Sinn Fein's vice president, Michelle O'Neill, warned on Monday she "will not be held to ransom" by Brexit disputes holding up the formation of a new power-sharing government in Northern Ireland.
Sinn Fein, once the political wing of the Irish Republican Army, secured the most seats in the Northern Ireland Assembly during last week's elections, becoming the first nationalist party — advocating that Northern Ireland join with the Republic of Ireland and leave the UK — to be the largest one in the Stormont parliament.
"The DUP, but also the British government, must accept and respect the democratic outcome of this election," O'Neill, who could become first minister said.
Power-sharing rules, however, require the participation of the pro-British Democratic Unionist Party (DUP), which came second, to form an executive.
The DUP leader Jeffrey Donaldson said his party wouldn't nominate ministers to the executive unless the UK government takes "decisive action" to scrap post-Brexit trading arrangements with the European Union (EU), known as the Northern Ireland Protocol.
DUP wants checks on goods entering Northern Ireland from UK removed
The DUP is opposed to the protocol that effectively established a border in the Irish Sea.
It governs trade between Northern Ireland and the Republic of Ireland and was meant to prevent the return of a hard land border.
But unionists say the checks have created a barrier between Northern Ireland and made a united Ireland, Sinn Fein's aim, more likely.
The British government wanted the EU to agree to major changes, but negotiations faltered so far.
The DUP's position in UK politics during the Brexit process has further complicated their position and damaged their reputation on this issue. At first they propped up Theresa May's government as an alternative solution was being sought, but were then cast aside by Boris Johnson after 2019's elections when he no longer needed DUP support in the British Parliament, before inking a deal he had promised unionists would never be acceptable to his government. Sinn Fein never takes the seats it wins in the British House of Commons as a point of principle.
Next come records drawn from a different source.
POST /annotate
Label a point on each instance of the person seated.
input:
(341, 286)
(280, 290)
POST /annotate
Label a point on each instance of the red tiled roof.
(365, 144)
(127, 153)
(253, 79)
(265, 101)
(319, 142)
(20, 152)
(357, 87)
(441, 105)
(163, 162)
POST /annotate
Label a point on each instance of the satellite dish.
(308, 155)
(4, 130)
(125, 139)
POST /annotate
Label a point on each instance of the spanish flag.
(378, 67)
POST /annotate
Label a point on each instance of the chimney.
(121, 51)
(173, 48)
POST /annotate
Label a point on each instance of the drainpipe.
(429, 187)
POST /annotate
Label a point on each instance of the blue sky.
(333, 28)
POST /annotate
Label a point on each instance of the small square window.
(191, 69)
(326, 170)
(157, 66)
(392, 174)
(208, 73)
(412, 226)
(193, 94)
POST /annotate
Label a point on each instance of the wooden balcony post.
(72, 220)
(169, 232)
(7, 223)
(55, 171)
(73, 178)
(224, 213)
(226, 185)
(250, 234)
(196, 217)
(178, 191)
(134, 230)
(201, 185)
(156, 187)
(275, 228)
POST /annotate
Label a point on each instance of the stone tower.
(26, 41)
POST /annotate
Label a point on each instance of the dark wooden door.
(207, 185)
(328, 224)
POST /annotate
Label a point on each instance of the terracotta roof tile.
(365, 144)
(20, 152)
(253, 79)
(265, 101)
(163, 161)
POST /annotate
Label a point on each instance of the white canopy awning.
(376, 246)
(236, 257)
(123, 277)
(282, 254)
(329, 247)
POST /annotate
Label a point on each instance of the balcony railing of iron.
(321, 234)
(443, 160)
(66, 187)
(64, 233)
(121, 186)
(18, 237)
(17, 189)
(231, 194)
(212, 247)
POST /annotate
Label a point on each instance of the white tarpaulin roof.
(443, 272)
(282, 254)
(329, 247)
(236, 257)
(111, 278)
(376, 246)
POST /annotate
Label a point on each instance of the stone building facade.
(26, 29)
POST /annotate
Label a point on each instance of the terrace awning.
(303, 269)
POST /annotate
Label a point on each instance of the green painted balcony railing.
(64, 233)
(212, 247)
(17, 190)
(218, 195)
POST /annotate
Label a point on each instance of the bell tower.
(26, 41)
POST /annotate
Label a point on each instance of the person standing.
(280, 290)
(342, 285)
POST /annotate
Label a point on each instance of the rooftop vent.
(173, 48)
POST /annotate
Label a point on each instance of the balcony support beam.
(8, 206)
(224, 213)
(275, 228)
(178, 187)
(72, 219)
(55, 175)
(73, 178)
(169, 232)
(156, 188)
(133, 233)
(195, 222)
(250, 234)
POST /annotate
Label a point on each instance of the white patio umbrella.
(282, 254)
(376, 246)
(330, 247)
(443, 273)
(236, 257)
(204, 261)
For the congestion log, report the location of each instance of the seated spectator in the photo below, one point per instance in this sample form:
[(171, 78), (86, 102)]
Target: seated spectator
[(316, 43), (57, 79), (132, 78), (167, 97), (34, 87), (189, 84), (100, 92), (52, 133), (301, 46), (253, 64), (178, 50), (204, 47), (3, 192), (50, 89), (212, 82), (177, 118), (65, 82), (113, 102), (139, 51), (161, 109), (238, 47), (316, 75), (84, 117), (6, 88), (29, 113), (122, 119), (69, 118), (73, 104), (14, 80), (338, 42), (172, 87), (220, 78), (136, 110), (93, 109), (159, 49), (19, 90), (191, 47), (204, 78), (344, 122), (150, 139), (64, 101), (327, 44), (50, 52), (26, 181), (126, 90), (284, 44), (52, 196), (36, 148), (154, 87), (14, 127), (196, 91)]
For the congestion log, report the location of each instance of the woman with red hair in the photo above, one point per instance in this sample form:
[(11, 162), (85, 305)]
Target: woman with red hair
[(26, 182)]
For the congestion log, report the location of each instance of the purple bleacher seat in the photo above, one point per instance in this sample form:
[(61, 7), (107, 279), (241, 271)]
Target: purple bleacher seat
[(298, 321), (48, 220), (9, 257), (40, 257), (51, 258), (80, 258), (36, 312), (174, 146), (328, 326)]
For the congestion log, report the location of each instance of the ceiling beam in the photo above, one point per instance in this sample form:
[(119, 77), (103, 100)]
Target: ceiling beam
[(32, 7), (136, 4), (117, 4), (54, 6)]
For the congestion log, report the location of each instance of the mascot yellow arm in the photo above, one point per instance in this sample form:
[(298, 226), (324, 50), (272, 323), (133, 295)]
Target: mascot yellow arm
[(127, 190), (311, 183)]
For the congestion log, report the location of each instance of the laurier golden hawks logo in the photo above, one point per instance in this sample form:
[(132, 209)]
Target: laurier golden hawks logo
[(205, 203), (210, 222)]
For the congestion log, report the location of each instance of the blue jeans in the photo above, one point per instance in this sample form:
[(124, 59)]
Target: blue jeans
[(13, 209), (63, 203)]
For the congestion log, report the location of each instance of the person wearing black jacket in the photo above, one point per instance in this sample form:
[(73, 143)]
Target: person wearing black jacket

Prime Minister Boris Johnson has threatened unilateral action to "fix" the protocol , but the EU has warned this could lead to a broader trade war. The EU also says the protocol is what enables Ireland's internal border to remain open and uncontrolled, which is a matter of core importance to Sinn Fein in particular and to many in Northern Ireland.
In a meeting with the UKs' Northern Ireland Secretary, Brandon Lewis, Donaldson reiterated the DUP's demands that the Northern Ireland Protocol be dropped before any executive could be formed.
"We need decisive action... to address the difficulties created by the protocol, whether that is driving up the cost of living, whether that is the harm that it is doing to businesses on our economy, or indeed, in undermining political stability," he said.
Sinn Fein says Northern Ireland cannot be 'collateral damage' in UK EU talks
Northern Ireland has been without a functioning government since February, when the DUP's leader at the time, Paul Givan, quit as first minister in protest over the protocol.
But after she met with Lewis, O'Neill stressed that the situation was untenable.
"Brinkmanship will not be tolerated, where the north of Ireland becomes collateral damage in a game of chicken with the European Commission," she said. "Make no mistake, we and our business community here will not be held to ransom."
Sinn Fein can nominate O'Neill as first minister but she cannot take up the office unless the DUP agrees to nominate a deputy first minister.
If no executive can be formed, ministers from the previous government would stay in power as a caretaker administration. A new election must be held if there is still no executive after 24 weeks.
Such shutdowns of Northern Ireland's executive have been comparatively common historically. The most recent major suspension ended in January 2020, following almost three years of inactivity at Stormont.